# Sufficiency and Efficiency in Deep RL

_W. Evan Durno, 2023_

**TODO:** the whole document contains a mixture of multivariate and univariate representations of $\theta$. Switch-over to multivariate.  

As a reinforcement learning (RL) agent explores its environment, 
it learns and tries new things, and thus changes its sampling distribution. 
Thus, the RL paradigm poorly aligns with the foundational identical distribution assumptions 
underpinning the statistical theories allowing AI to function correctly. 
For example, it can be useful to discard old observations during fitting. 
Similarly, we ought to ask, how can we optimally fit our models while adding new samples from new distributions? 

In this work, we introduce the concept of a sufficient statistic regularizer (SSR), 
and prove the existence of an optimal regularizing value $\lambda$ to assist in fitting 
our models while distributions change smoothly and locally. 
Further, by relaxing the sufficient statistic definition to accommodate a reasonable approximation, 
we prove the existence of asymptotically universal sufficient statistics applicable in and beyond RL, 
assuming reasonable regularity assumptions. 
The net result is an RL paradigm which 
(1) incorporates new, non-identically distributed data optimally, and 
(2) achieves miniaturization by storing data in an $O(p)$-sized space instead of $O(n)$. 

## Introduction 

TODO: Describe the problem precisely 

TODO: Cover similar research 

## SSRs 

**Sufficient statistics as regularizers** 

Data reduction is the purpose of sufficient statistics. 
This becomes particularly apparent when studying their behavior under maximum likelihood estimation. 
The Fisher-Neyman defintion of a sufficient statistic $T(x)$ is that there 
exists $g$ and $h$ for density $f$ such that $f(x; \theta) = h(x) g(T(x) ; \theta)$. 
Notice that under maximum likelihood estimation, the $h$ term becomes irrelevant, leaving only $T(x)$, 
thereby providing an opportunity to reduce dimensionality of all data stored. 

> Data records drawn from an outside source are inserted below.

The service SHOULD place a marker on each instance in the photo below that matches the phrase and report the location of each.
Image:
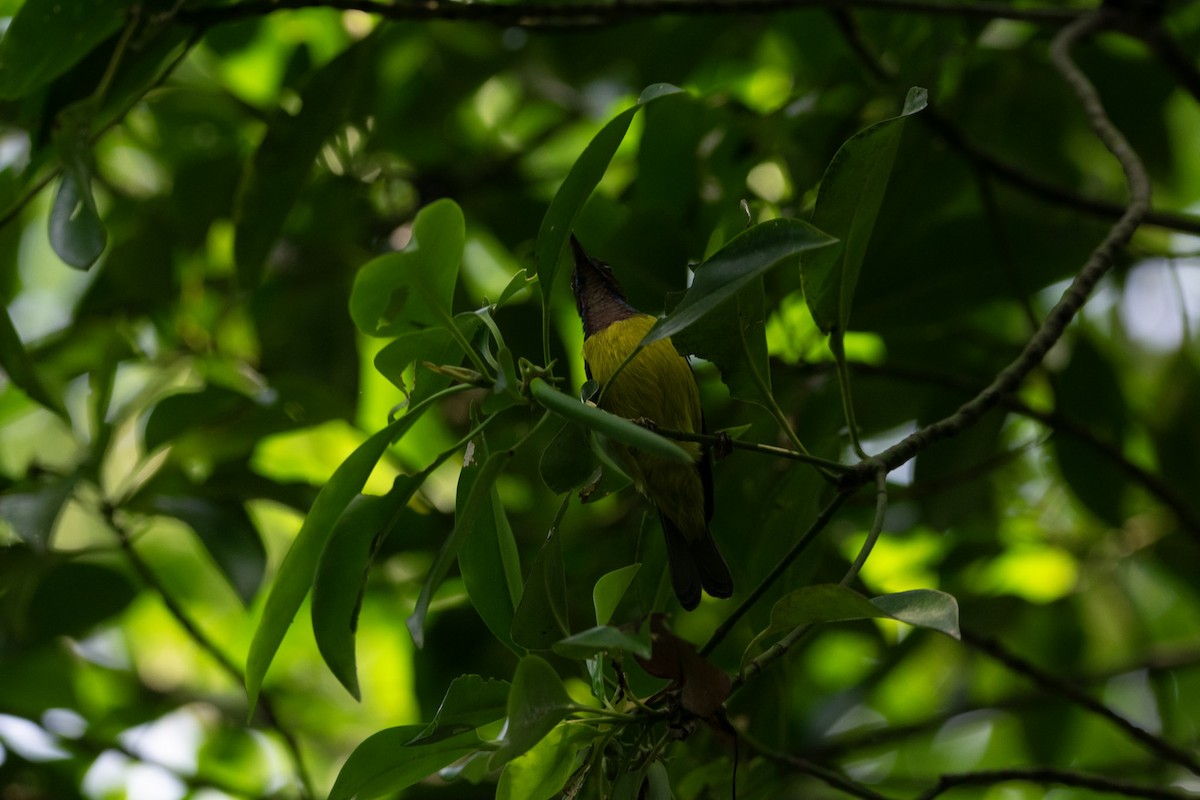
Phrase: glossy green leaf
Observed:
(413, 288)
(77, 233)
(75, 596)
(540, 619)
(297, 572)
(21, 368)
(489, 559)
(469, 702)
(610, 589)
(601, 638)
(833, 603)
(465, 521)
(283, 161)
(1089, 394)
(847, 204)
(389, 761)
(342, 575)
(540, 773)
(567, 462)
(610, 425)
(538, 702)
(744, 259)
(579, 184)
(33, 507)
(47, 37)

$ \hat \theta = \arg \max_\theta f(x; \theta) = \arg \max_\theta \log f(x; \theta) $
$ = \arg \max_\theta \log(h(x)) + \log(g(x; T(x))) = \arg \max_\theta \log(g(x; T(x)))$ 

For example, dataset $x$ may require $O(n)$ space to store, but for $\theta in \mathbb{R}^p$, 
it's common that $T$ only require $O(p)$ storage space. 
So, for a model with fixed parameter dimension, 
it is reasonably possible to have theoretically infinite data storage in a finite space. 
Of course, the amount of information truly stored will be practically bounded. 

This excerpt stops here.